In my research, I needed to use nonparametric sampling methods recently. I needed to draw samples from the distribution of my data. I could not use the classic bootstrapping methods with replacement because I had a small number of observations, e.g. 20. Thus, I estimated the density of my data and draw samples from the estimated probability density function. Here is a simple illustration in R.
Suppose we have the following data generating process:
N.sample = 100 # number of observations in my data
set.seed(111)
U =runif(N.sample) # sample draw from uniform distribution
data = rep(NA,N.sample)
for(i in 1:N){
if(U[i]<.3){
data[i] = rnorm(1,1) # with probability 0.3 draw sample from N(1,1)
}else if(U[i]<.8){
data[i] = rnorm(1,8) # with probability 0.5 draw sample from N(8,1)
}else{
data[i] = rnorm(1,12) # with probability 0.2 draw sample from N(12,1)
}
}
plot(density(data))
That has the following density:
After estimating the density function, I generated the cumulative distribution function
f.dens = density(data)
cdf.estimate = cumsum(f.dens$y) / cumsum(f.dens$y)[length(f.dens$y)]
# Here I make sure that the last value in CDF is 1.
plot(cdf.estimate, type = 'l', main='Cumulative Distribution')
Now we can draw a sample from the estimated density function:
N.draw = 1000
gen.sample = replicate(N.draw, f.dens$x[findInterval(runif(1), cdf.estimate)+1])
I draw 1000 observations by repeating the function f.dens$x[findInterval(runif(1), cdf.estimate)+1]

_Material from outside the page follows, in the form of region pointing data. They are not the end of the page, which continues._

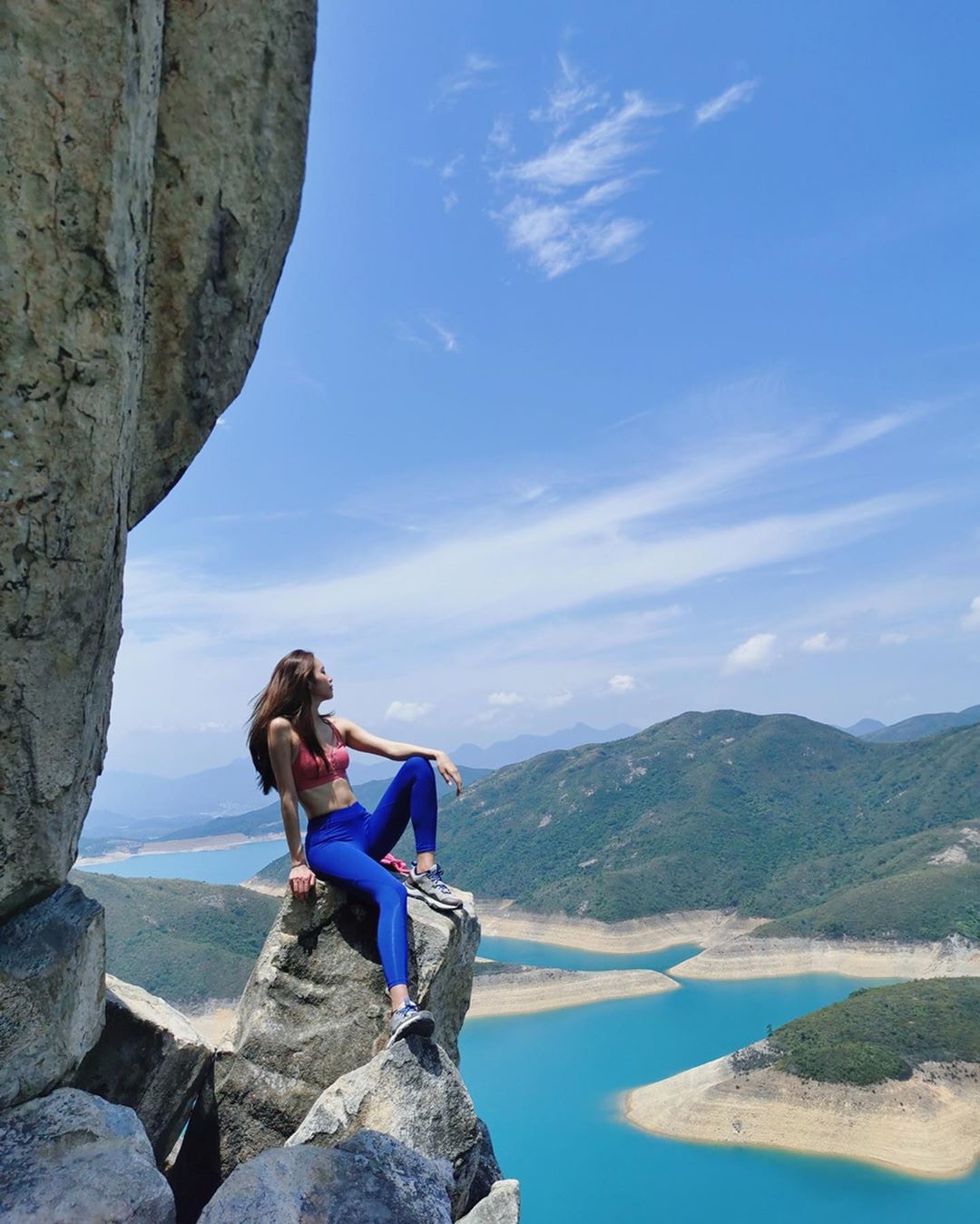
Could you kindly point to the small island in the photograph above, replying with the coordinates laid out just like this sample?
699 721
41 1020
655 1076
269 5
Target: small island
889 1075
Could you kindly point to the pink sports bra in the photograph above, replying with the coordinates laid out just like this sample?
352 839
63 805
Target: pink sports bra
309 770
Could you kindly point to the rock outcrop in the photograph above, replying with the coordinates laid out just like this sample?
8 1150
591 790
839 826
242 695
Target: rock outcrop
153 157
71 1158
369 1179
411 1092
52 965
313 1010
151 1058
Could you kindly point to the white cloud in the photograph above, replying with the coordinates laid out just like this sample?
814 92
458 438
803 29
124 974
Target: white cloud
755 654
594 154
505 699
734 95
407 711
555 699
972 618
559 217
475 73
822 644
569 97
448 339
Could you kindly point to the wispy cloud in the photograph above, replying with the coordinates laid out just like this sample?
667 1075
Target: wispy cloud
716 108
752 655
561 214
475 73
407 711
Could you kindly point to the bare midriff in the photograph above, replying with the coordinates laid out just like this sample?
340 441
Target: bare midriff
320 800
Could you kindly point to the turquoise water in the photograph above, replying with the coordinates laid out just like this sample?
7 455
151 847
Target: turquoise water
210 866
547 1086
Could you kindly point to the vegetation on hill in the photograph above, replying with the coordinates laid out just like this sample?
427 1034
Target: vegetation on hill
920 906
924 725
186 942
885 1032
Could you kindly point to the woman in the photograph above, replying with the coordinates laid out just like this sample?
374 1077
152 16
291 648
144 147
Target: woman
304 756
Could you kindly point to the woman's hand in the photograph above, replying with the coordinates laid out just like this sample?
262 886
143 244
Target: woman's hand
301 880
448 771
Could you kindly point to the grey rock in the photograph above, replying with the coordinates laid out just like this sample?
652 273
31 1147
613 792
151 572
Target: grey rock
487 1169
151 1058
315 1007
71 1158
52 965
228 169
373 1180
411 1092
502 1206
152 158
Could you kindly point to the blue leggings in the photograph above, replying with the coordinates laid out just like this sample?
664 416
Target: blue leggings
347 845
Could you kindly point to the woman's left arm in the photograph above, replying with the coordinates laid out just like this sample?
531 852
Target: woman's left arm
357 737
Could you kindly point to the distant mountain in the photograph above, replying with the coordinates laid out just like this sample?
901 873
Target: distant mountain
122 798
713 810
864 727
924 725
522 748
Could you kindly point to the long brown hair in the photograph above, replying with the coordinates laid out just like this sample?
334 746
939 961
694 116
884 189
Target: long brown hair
285 695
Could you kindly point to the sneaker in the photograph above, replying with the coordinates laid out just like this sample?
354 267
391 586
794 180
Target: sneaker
410 1021
431 887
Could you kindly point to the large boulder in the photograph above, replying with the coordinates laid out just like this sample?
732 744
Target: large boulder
371 1179
315 1009
502 1206
151 165
411 1092
52 966
151 1058
71 1158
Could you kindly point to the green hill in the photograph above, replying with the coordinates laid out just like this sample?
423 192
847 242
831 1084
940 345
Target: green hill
924 725
769 816
186 942
885 1032
924 906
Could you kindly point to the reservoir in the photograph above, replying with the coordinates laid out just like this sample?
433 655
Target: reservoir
547 1086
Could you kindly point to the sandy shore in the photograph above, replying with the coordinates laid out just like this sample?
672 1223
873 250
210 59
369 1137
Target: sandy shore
220 841
929 1125
701 926
518 989
755 957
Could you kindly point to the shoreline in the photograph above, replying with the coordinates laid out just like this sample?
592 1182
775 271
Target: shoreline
522 989
632 936
927 1126
747 956
181 846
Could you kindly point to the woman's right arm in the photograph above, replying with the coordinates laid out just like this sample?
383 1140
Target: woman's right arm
301 879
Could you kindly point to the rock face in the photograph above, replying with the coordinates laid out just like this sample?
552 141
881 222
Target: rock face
316 1009
153 160
52 964
71 1158
502 1206
150 1058
371 1179
411 1092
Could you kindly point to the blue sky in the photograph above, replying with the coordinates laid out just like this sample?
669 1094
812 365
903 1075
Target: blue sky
627 361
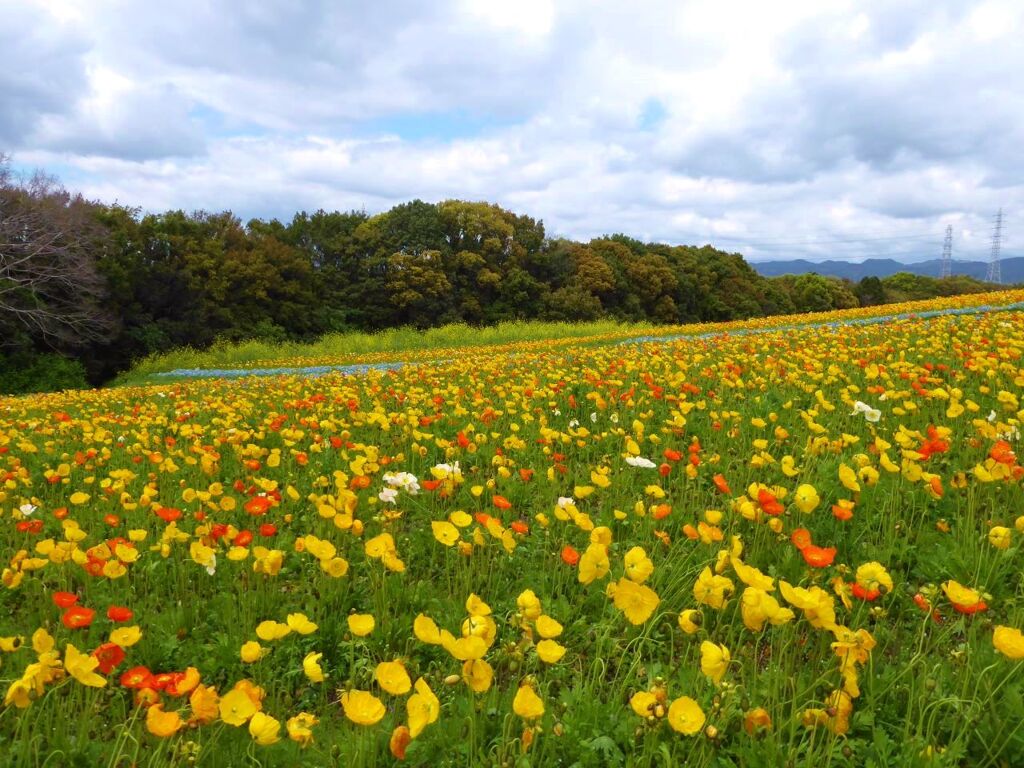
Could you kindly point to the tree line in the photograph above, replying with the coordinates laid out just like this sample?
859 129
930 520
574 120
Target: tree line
87 288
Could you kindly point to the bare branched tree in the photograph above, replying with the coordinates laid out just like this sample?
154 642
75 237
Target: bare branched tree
49 286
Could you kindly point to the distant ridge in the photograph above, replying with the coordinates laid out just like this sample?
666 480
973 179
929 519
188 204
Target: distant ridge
1013 268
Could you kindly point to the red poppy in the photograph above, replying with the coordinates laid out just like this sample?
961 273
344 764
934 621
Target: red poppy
65 599
969 609
867 595
77 616
569 556
258 505
119 613
162 680
136 677
818 557
111 655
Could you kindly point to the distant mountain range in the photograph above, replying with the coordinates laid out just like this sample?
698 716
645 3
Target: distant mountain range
1013 268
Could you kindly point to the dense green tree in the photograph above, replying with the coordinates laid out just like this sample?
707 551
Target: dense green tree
178 279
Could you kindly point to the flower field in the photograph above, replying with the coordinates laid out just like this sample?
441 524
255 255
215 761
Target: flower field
792 547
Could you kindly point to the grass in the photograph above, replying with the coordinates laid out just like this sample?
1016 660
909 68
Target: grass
437 343
218 510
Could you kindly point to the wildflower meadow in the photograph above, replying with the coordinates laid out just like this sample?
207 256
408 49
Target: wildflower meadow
772 543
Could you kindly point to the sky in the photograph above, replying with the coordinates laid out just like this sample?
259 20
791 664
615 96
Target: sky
821 129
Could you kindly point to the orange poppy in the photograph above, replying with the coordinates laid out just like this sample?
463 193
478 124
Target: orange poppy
818 557
136 677
110 655
801 538
169 514
842 513
77 616
119 613
65 599
569 556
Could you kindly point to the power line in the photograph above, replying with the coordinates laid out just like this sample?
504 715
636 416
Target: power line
947 253
757 241
994 272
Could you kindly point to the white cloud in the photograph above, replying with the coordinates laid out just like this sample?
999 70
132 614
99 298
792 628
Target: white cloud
781 126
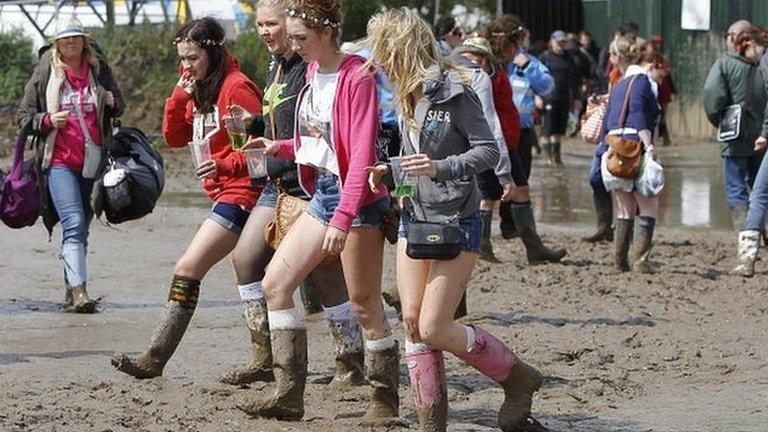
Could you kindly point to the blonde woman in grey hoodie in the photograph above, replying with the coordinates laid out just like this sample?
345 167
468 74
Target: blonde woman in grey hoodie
446 142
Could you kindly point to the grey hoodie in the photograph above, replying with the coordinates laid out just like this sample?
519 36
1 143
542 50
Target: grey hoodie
455 134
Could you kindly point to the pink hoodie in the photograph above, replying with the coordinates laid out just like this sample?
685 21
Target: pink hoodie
355 126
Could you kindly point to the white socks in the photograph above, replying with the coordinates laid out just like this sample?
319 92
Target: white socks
251 291
380 344
286 319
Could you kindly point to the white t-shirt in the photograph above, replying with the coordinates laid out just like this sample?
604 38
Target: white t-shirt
315 124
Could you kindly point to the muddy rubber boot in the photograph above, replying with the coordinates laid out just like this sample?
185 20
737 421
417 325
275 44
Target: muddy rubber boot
749 245
622 240
507 224
486 247
518 379
535 250
182 301
556 149
260 367
426 370
643 242
289 351
309 298
81 303
383 368
347 339
604 212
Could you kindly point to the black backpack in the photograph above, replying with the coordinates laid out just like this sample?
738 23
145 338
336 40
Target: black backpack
141 181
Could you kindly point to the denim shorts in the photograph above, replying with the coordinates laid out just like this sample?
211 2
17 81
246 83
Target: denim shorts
268 197
326 198
230 216
471 226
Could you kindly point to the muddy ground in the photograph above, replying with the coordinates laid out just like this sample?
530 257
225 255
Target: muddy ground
684 349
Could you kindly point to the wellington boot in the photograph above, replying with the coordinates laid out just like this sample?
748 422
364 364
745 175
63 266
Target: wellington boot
348 344
749 245
383 368
507 224
80 300
604 212
643 243
622 240
260 367
289 351
182 301
486 247
535 250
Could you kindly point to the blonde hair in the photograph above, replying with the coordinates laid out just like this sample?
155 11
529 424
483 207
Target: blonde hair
89 54
404 46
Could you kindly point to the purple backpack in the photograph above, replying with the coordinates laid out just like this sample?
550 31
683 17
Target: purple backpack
19 205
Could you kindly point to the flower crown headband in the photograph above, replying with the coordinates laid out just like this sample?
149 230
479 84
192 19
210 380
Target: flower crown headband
309 17
207 42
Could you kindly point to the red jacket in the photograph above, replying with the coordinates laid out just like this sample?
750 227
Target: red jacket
506 110
181 124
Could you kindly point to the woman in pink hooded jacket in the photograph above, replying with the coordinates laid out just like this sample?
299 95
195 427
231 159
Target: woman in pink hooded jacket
333 145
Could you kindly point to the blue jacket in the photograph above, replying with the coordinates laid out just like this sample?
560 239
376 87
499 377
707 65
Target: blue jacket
532 79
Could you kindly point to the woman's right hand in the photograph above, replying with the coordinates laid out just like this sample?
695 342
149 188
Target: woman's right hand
269 146
59 119
186 82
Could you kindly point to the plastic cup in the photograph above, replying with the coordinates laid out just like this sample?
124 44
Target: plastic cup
236 132
201 152
405 185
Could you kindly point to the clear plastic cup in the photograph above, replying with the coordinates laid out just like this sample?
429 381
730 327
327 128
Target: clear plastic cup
405 185
201 152
236 132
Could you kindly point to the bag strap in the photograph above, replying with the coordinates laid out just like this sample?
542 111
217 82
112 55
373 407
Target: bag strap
625 105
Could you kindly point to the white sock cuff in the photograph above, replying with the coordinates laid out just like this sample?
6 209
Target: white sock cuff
416 347
470 337
286 319
380 344
251 291
340 312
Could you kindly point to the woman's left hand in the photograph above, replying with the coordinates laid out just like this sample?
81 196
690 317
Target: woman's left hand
334 241
420 165
109 99
206 170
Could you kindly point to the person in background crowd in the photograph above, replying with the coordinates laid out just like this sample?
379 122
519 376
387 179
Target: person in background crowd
211 83
639 88
667 91
517 213
529 78
557 101
72 80
252 254
336 128
445 157
752 46
449 35
734 79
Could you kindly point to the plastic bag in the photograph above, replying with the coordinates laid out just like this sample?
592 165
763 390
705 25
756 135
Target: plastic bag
650 181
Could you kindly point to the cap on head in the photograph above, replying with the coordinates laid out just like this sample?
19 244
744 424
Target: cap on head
558 36
68 27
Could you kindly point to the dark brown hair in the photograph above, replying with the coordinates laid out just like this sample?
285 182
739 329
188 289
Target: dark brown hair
209 35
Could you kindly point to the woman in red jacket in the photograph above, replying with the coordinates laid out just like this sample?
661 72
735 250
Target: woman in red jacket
211 82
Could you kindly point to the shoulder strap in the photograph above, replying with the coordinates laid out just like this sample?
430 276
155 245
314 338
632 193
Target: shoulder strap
625 106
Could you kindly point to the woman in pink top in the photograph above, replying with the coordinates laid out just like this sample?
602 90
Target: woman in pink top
336 126
71 97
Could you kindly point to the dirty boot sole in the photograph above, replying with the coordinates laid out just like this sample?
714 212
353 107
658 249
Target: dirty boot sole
137 368
247 374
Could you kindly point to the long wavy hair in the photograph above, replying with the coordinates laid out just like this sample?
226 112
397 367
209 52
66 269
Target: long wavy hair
404 46
209 35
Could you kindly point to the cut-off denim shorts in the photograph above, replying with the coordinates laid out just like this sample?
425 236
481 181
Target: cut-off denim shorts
471 226
230 216
326 198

1000 times. findInterval(runif(1), cdf.estimate)
is a random draw from our CDF that finds the index of the draw. I add 1 to the index because it finds the index value on the left. From f.dens$x[]
I find the value of the drawn index.
The sample draw density and the first density function looks like as follow:
plot(f.dens)
lines(density(gen.sample),col='red')
legend('topleft',legend=c('Density Function estimate',
'Generated sample density'),
col=c("black", "red"),
lty=c(1,1),
cex=1.5)